Boston's city government is sitting on hundreds of thousands of duplicate digital images — scanned permit documents, property photographs, infrastructure inspection records — that have quietly clogged municipal databases for more than a decade, costing taxpayer dollars in storage and slowing the clerks and planners who depend on accurate records every day. The problem did not emerge overnight. It accumulated through a series of decisions, budget constraints, and technology transitions that stretched from the Menino administration through today.
The issue matters now because Mayor Michelle Wu's office has made digital government efficiency a stated priority, and the city's housing production push in neighborhoods like Jamaica Plain and Dorchester is generating thousands of new permit applications monthly. When planning staff search property records and pull duplicate image files, the administrative drag is real. A single parcel on Blue Hill Avenue can carry four or five versions of the same inspection photograph stored under different file names across incompatible systems — none of them flagged as redundant.

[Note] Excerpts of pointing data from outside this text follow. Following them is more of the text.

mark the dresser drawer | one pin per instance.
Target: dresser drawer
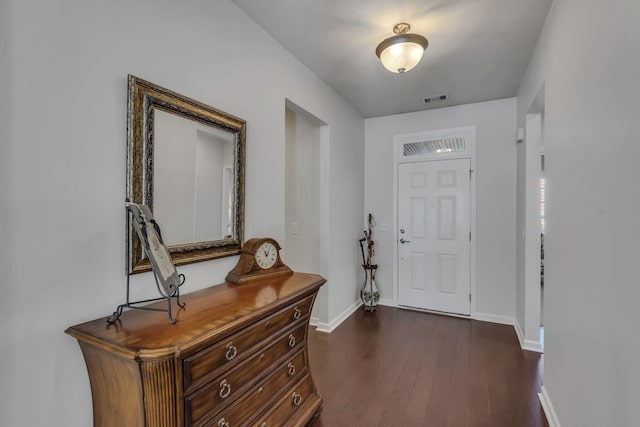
(257, 398)
(226, 387)
(224, 353)
(284, 410)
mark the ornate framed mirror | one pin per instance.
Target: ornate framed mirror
(186, 161)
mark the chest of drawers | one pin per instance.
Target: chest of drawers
(237, 356)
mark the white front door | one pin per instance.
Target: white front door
(434, 235)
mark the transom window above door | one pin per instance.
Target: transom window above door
(439, 146)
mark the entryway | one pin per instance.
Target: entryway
(435, 235)
(434, 220)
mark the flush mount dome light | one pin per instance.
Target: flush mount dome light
(402, 52)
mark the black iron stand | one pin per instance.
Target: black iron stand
(173, 292)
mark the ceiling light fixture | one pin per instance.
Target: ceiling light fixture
(402, 52)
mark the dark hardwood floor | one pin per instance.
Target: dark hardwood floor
(405, 368)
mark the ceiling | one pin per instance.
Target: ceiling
(478, 49)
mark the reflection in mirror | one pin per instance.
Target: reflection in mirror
(193, 180)
(185, 161)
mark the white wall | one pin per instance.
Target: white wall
(587, 58)
(66, 184)
(495, 123)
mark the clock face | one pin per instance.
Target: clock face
(266, 255)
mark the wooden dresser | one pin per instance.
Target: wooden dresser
(237, 356)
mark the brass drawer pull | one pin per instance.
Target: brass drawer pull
(297, 399)
(225, 389)
(232, 350)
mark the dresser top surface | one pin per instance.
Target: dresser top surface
(215, 311)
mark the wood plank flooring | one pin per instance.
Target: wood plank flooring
(405, 368)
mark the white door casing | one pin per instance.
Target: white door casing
(434, 233)
(434, 145)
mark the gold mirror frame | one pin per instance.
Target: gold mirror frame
(143, 98)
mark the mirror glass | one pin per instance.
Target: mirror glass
(186, 162)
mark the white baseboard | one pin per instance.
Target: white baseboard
(329, 327)
(494, 318)
(527, 344)
(387, 302)
(547, 407)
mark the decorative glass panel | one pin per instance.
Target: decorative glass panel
(450, 145)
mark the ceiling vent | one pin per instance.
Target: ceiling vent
(436, 98)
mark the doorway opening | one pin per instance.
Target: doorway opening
(434, 221)
(306, 199)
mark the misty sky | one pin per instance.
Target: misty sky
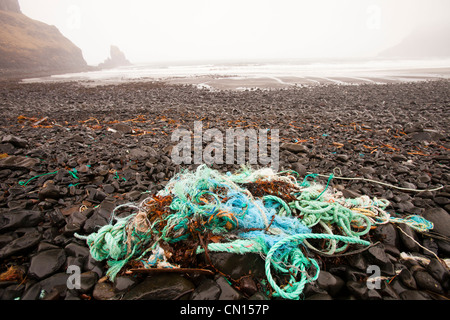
(168, 30)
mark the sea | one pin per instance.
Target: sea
(244, 75)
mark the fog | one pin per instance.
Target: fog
(174, 30)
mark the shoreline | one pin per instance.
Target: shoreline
(116, 139)
(257, 81)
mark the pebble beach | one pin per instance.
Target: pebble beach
(70, 153)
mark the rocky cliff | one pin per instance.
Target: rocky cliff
(30, 47)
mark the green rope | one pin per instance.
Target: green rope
(290, 262)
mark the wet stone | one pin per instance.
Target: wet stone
(19, 219)
(103, 291)
(161, 287)
(20, 245)
(207, 290)
(238, 265)
(406, 236)
(248, 286)
(414, 295)
(227, 292)
(330, 283)
(439, 272)
(123, 283)
(46, 263)
(407, 279)
(426, 282)
(87, 281)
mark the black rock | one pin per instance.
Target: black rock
(103, 291)
(439, 272)
(13, 292)
(93, 265)
(358, 289)
(441, 220)
(77, 250)
(20, 245)
(46, 263)
(407, 237)
(6, 238)
(57, 281)
(124, 283)
(407, 279)
(295, 148)
(207, 290)
(15, 141)
(414, 295)
(33, 292)
(227, 292)
(19, 219)
(320, 296)
(49, 192)
(87, 281)
(426, 282)
(56, 217)
(248, 286)
(162, 287)
(330, 283)
(259, 296)
(237, 265)
(18, 162)
(377, 256)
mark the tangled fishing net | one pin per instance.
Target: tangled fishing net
(251, 211)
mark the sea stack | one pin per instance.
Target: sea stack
(117, 59)
(33, 47)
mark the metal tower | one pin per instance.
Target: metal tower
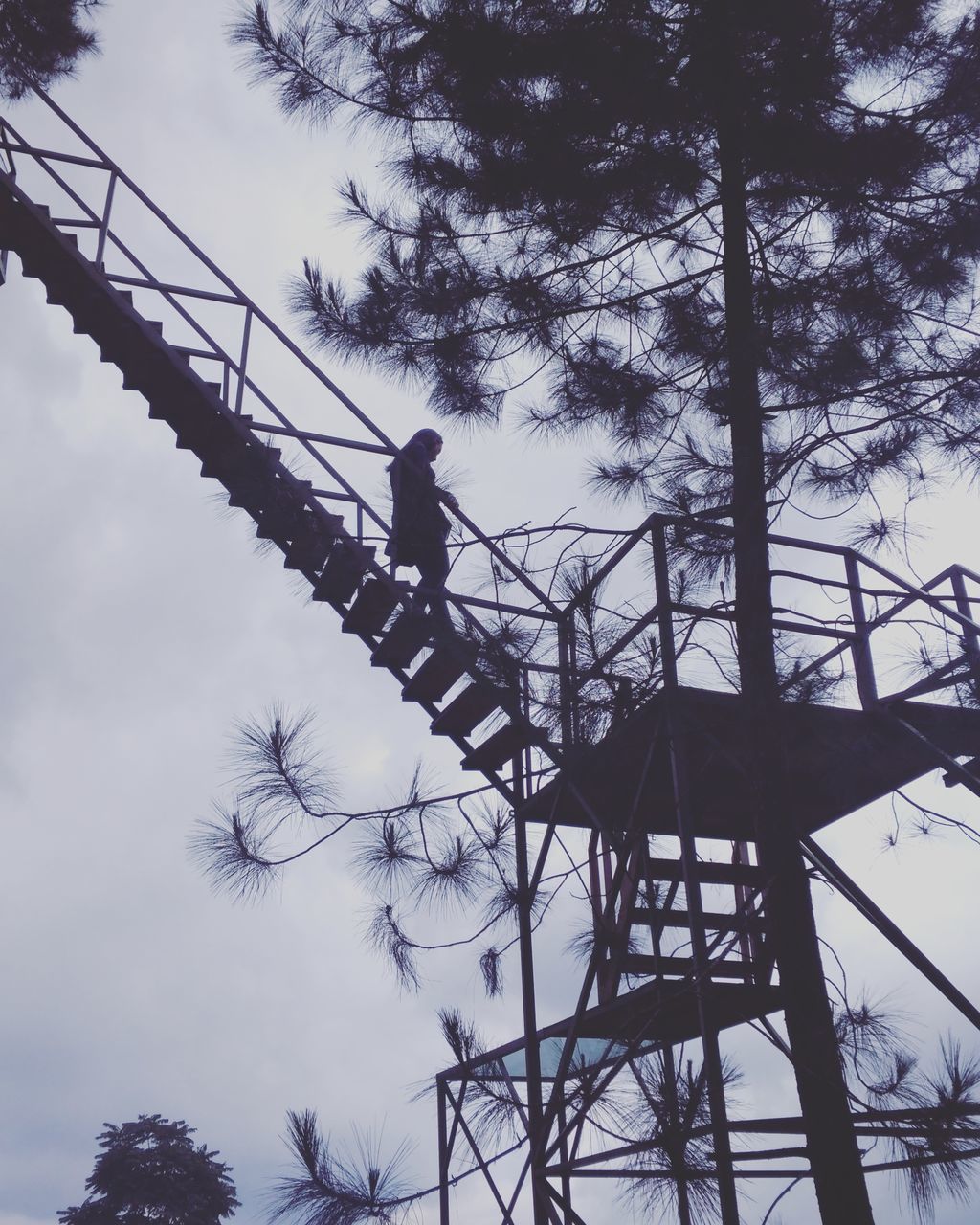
(635, 775)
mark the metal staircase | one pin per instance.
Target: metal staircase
(680, 949)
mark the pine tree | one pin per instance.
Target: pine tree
(42, 42)
(152, 1170)
(740, 239)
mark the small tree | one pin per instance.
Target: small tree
(151, 1170)
(40, 42)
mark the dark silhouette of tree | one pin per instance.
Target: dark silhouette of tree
(42, 40)
(739, 239)
(151, 1170)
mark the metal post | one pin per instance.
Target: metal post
(246, 328)
(532, 1051)
(104, 223)
(970, 635)
(726, 1192)
(444, 1154)
(864, 666)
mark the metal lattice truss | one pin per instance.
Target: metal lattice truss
(600, 701)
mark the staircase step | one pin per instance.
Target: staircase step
(708, 873)
(403, 641)
(313, 541)
(345, 567)
(499, 748)
(467, 709)
(280, 513)
(440, 672)
(374, 604)
(682, 967)
(713, 922)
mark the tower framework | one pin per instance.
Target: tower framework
(642, 773)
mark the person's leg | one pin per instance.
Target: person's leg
(434, 569)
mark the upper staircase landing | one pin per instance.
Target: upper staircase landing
(838, 760)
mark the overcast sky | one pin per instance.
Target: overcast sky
(139, 624)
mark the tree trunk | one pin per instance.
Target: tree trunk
(823, 1097)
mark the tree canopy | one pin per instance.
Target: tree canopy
(552, 228)
(42, 42)
(151, 1170)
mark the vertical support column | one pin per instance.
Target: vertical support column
(726, 1192)
(970, 637)
(107, 212)
(444, 1154)
(864, 666)
(532, 1050)
(246, 331)
(832, 1145)
(8, 168)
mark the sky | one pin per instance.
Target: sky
(139, 624)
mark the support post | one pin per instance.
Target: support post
(726, 1193)
(532, 1051)
(832, 1146)
(444, 1154)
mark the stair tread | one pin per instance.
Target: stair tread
(345, 565)
(467, 709)
(440, 672)
(403, 641)
(499, 748)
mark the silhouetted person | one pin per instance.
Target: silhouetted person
(419, 524)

How the Duplicates Piled Up
The roots of the problem trace to the early 2010s, when the City of Boston's Department of Innovation and Technology began digitizing paper records at scale. That effort, while well-intentioned, ran across multiple city departments with no unified naming convention and no deduplication protocol. The Inspectional Services Department, the Boston Planning & Development Agency, and the Registry Division each maintained their own document management platforms. Files moved between systems — sometimes manually, sometimes through automated batch transfers — and copies multiplied without any audit trail.

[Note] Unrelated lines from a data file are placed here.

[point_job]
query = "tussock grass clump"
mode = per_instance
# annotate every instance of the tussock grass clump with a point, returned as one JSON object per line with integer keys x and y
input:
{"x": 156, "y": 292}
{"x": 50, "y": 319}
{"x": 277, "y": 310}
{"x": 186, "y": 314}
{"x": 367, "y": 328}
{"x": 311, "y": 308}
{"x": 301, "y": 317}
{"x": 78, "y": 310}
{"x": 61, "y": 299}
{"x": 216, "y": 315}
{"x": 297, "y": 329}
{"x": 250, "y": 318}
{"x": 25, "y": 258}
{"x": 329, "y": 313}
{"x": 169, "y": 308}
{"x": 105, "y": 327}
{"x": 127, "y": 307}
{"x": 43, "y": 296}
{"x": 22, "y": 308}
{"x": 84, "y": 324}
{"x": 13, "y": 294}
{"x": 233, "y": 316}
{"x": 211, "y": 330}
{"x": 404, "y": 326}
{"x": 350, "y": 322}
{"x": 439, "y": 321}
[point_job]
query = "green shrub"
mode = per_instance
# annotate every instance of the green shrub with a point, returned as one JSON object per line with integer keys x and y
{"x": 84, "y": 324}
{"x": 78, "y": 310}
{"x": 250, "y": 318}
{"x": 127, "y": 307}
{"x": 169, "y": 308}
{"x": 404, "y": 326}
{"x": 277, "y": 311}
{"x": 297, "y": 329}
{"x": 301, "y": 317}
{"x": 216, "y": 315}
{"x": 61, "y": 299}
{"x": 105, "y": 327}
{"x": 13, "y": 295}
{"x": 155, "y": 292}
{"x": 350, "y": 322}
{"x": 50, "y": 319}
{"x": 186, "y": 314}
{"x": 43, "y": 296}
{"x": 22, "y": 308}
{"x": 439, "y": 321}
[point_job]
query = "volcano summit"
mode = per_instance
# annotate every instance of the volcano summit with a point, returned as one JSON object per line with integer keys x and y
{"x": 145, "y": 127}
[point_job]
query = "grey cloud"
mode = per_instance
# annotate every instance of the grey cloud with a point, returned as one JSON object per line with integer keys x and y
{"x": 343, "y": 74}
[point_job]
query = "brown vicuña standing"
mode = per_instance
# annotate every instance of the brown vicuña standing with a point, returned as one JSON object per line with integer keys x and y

A 2019 migration to a new enterprise content management platform was supposed to consolidate the mess. Instead, it imported the redundant files wholesale. Staff at City Hall Annex on Cambridge Street flagged the problem internally at the time, but a full remediation was deferred in favor of getting the new system operational. Then the pandemic hit, remote work expanded digital file creation further, and the backlog grew.
The MBTA's parallel experience with its own asset-management databases offers a local comparison. The transit authority spent roughly three years between 2021 and 2024 untangling duplicate infrastructure photos from its Green Line Extension documentation — a cautionary tale that city IT planners have reportedly studied as they map Boston's own cleanup effort.
What a Fix Actually Looks Like
Deduplication at municipal scale is not simply a matter of running a piece of software. Identical image files saved under different metadata tags — different upload dates, different user IDs, different department codes — do not always register as duplicates to standard detection tools. The city must reconcile metadata, verify which version of a record is legally authoritative, and then archive rather than delete the redundant copies, because Massachusetts public records law requires retention schedules to be followed even for duplicates.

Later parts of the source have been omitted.